『虎に翼』約6分間の長尺で描かれた“原爆裁判”の判決 苦しむ声を無視しない寅子の姿勢

 昭和38年12月7日。満員の傍聴席。約4年間、27回にも及ぶ準備手続を経ての口頭弁論まで、およそ8年間に渡って行われてきた「原爆裁判」の判決がついに言い渡される。『虎に翼』(NHK総合)第115話では、後半パートの約6分間、裁判長の汐見(平埜生成)が判決を読み上げ、閉廷するまでの長尺シーンが描かれた。

 裁判は国側の勝訴。原爆被害の損害賠償を国に求めた原告らの請求は棄却された。だが、その判決主文は後に回し、先に判決理由の要旨を読み上げるという、当時としては異例の出来事となった。

 広島市、長崎市に落とされた原子爆弾は無差別爆撃であり、当時の国際法から見て違法な戦闘行為であること。だが、吉田ミキ(入山法子)をはじめとする損害を受けた個人が損害賠償請求権を有するかというと、残念ながら個人に国際法上の主体性が認められず、その権利が存在するとする根拠はないということ。

 ここで記者たちが「国側の勝訴」を確信し速報を伝えようと一斉に立ち上がるが、「(ここからだ)」と言わんばかりに汐見の語気が強くなり、記者たちはおずおずと席へと戻っていく。

 汐見が伝えたかったのは、原爆被害の救済策はもはや裁判所の職責ではなく、立法府である国会および行政府である内閣において、果たさなければならない職責ではないかということ。
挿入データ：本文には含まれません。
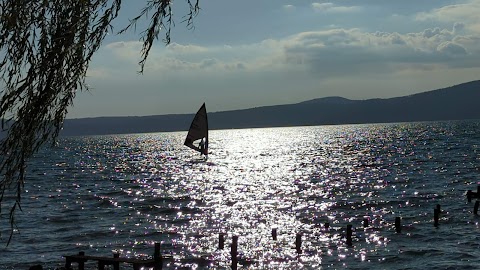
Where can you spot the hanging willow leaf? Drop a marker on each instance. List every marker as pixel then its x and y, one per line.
pixel 45 48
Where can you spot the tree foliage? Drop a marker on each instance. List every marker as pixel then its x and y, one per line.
pixel 46 47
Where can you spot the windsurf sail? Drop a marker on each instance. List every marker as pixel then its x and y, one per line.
pixel 198 132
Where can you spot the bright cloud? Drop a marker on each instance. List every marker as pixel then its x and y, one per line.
pixel 330 7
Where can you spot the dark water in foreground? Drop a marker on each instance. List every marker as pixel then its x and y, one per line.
pixel 124 193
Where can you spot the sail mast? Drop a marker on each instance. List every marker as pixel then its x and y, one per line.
pixel 198 131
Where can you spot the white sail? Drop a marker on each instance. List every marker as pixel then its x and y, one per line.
pixel 198 131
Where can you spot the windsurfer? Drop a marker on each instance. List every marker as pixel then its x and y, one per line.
pixel 201 145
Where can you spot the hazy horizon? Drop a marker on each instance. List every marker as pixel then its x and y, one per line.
pixel 245 54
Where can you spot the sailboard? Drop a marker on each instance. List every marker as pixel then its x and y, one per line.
pixel 197 137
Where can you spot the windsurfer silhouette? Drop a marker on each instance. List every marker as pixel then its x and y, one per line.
pixel 202 146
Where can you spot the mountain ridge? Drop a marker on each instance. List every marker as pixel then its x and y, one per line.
pixel 456 102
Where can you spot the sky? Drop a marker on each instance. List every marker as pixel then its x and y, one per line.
pixel 252 53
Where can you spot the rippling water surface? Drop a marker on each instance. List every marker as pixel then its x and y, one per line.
pixel 124 193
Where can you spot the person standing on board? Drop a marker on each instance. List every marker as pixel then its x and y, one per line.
pixel 202 146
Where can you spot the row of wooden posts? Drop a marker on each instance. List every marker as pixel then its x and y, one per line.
pixel 348 238
pixel 156 262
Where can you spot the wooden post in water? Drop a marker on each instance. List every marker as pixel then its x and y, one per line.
pixel 221 240
pixel 298 243
pixel 365 222
pixel 398 225
pixel 475 208
pixel 234 252
pixel 81 264
pixel 157 256
pixel 116 265
pixel 349 235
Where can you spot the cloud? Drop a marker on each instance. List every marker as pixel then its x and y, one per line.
pixel 330 7
pixel 289 7
pixel 465 13
pixel 333 52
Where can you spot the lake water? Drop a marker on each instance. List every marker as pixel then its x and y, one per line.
pixel 125 192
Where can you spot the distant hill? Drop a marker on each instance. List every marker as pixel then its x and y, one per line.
pixel 452 103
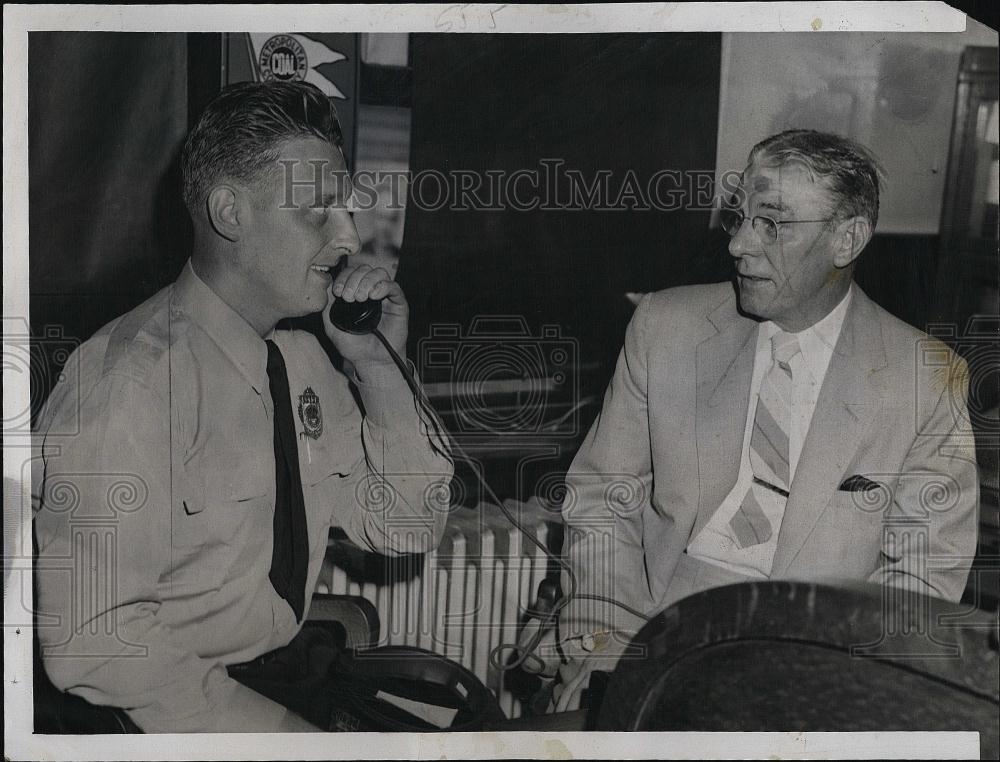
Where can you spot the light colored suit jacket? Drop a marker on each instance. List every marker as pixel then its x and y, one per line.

そこに立法、および立法に基づく行政の存在理由がある。終戦後、十数年を経て高度の経済成長を遂げた日本には、国家財政上、これが可能であると。「我々は本訴訟を見るにつけ、政治の貧困を嘆かずにはおられないのである……」という一節で判決理由は締めくくられる。

 国側の勝訴を受けて、よね(土居志央梨)の頬に落ちる涙、志半ばで亡くなった雲野(塚地武雅)の写真を見つめる岩居(趙珉和)、傍聴席に一人残った記者の竹中(高橋努)。その沈黙が8年という歳月の長さ、そして無力さを物語っているが、判決主文を後回しに、この原爆裁判を請求棄却の一言で終わらせないように働きかけたのは寅子(伊藤沙莉)だ。